Argentina
Milei Rolls Out a New Peso Trading-Band Regime as Inflation Hits a Seven-Year Low
Two and a half years into Javier Milei's presidency, Argentina's economic story has shifted from one of crisis-era shock therapy to one of mid-cycle calibration. On 2 January 2026, the government launched a new monetary framework designed to address the structural weaknesses of its predecessors while consolidating the inflation gains of the past two years.
How the new band works
The framework adjusts the peso's trading bands in line with inflation. The exchange rate band expands at the rate of inflation prevailing two months earlier — 2.5% in January 2026, set at 2.8% for February. That mechanical link is intended to provide predictable peso depreciation while accumulating central bank reserves and allowing the government to keep importing the discipline of an FX anchor without the rigidity of a hard peg.

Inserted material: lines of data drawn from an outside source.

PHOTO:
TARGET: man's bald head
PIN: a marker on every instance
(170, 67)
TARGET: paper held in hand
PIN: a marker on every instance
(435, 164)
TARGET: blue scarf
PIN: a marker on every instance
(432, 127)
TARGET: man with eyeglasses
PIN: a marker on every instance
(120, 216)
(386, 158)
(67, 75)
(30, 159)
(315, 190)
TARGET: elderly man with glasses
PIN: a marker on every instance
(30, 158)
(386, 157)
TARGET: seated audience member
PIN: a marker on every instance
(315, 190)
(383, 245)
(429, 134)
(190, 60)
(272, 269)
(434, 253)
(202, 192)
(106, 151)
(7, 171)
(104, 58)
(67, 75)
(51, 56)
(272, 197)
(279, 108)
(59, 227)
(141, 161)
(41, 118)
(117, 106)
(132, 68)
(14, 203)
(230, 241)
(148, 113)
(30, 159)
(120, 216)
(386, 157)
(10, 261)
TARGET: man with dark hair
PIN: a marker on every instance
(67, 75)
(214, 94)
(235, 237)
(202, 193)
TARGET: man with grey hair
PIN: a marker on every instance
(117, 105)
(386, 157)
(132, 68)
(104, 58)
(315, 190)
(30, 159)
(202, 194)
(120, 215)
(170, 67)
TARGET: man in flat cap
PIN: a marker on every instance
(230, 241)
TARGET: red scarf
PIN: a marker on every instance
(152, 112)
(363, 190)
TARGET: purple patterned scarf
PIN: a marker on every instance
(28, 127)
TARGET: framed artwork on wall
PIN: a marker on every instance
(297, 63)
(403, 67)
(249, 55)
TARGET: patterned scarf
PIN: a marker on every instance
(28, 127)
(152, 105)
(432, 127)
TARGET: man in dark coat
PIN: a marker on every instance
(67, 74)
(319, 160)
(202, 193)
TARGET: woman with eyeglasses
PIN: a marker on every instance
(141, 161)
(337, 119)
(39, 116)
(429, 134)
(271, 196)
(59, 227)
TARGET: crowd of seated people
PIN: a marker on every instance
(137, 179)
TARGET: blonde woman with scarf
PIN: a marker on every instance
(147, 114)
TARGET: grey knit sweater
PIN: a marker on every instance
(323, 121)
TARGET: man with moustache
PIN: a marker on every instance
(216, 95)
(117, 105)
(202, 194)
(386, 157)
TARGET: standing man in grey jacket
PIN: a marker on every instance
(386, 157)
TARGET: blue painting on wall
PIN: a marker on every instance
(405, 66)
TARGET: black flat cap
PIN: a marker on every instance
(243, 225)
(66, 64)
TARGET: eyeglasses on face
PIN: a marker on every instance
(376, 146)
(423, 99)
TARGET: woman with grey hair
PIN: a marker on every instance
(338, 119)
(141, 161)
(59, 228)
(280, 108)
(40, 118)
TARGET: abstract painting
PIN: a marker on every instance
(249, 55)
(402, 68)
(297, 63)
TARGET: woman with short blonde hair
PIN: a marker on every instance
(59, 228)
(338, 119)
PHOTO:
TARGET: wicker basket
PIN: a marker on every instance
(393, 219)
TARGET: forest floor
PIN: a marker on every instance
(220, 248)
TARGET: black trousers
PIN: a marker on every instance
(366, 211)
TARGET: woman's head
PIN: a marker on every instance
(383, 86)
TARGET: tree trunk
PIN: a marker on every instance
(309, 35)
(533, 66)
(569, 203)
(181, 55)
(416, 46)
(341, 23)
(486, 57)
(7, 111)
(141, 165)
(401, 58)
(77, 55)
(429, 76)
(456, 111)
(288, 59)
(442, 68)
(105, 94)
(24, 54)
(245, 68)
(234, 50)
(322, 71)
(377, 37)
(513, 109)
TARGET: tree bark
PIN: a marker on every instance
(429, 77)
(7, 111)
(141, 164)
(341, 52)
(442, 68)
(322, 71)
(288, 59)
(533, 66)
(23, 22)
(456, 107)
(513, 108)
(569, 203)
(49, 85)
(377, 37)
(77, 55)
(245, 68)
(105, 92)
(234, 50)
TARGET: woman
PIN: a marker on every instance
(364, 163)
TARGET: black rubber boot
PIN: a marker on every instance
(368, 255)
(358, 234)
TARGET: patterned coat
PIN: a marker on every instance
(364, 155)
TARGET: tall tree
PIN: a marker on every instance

The architecture is unusual. Most countries with inflation problems either fix the exchange rate to import discipline (and risk a balance-of-payments crisis when reserves run out) or float fully (and accept the volatility). Argentina's new band is a third path: a moving anchor that depreciates predictably but slowly, with the central bank using the corridor to build reserves.
The numbers
Annual inflation decreased to 31.8% by November 2025 — the lowest level in more than seven years. Argentina's economy grew 4.4% in 2025, bouncing back from a 1.7% contraction in 2024, driven by private consumption (+7.9%), exports (+7.6%) and a 16.4% surge in investment. By the standards of recent Argentine history, those are extraordinary results.
The risks
Three structural fragilities remain. First, the debt wall. Argentina faces maturities exceeding $19 billion in 2026, and the critical question is whether the government can refinance with private investors and international institutions on tolerable terms. Second, reserves: building them remains slow, and any shock to commodity exports or capital flows could re-expose the framework. Third, politics: 2026 mid-term elections will test whether the political coalition behind reform survives a year in which growth normalises and inflation falls less dramatically than in 2024-25.
The reform pipeline
Beyond monetary policy, Milei's 2026 agenda includes congressional approval of the national budget, new regulations to allow mining in glacier areas, and labour, tax and criminal code reforms. The mining proposal in particular has generated international attention given Argentina's lithium and copper potential — and equally significant domestic opposition from environmental groups.
The broader picture
Argentina's recovery has confounded predictions made when Milei took office in late 2023. The shock therapy worked faster than its critics expected and slower than its supporters hoped. The 2026 monetary framework is the first major piece of post-shock institutional design — an attempt to lock in the gains and prevent the country from reverting to the cycle of inflation, crisis and stabilisation that has defined its recent history.
Whether it holds depends on the debt rollovers, the reserve build, and the political durability of a still-controversial president. The runway is real, but it is not long.
Frequently asked
- How does the new FX band work?
- The peso's trading band expands by the inflation rate from two months earlier — a moving anchor that allows predictable depreciation while accumulating reserves.
- How fast is inflation falling?
- Annual inflation fell to 31.8% by November 2025, the lowest level in over seven years.
- What are the main risks?
- Debt rollovers ($19bn maturities in 2026), slow reserve accumulation, and the political durability of Milei's reform coalition through midterm elections.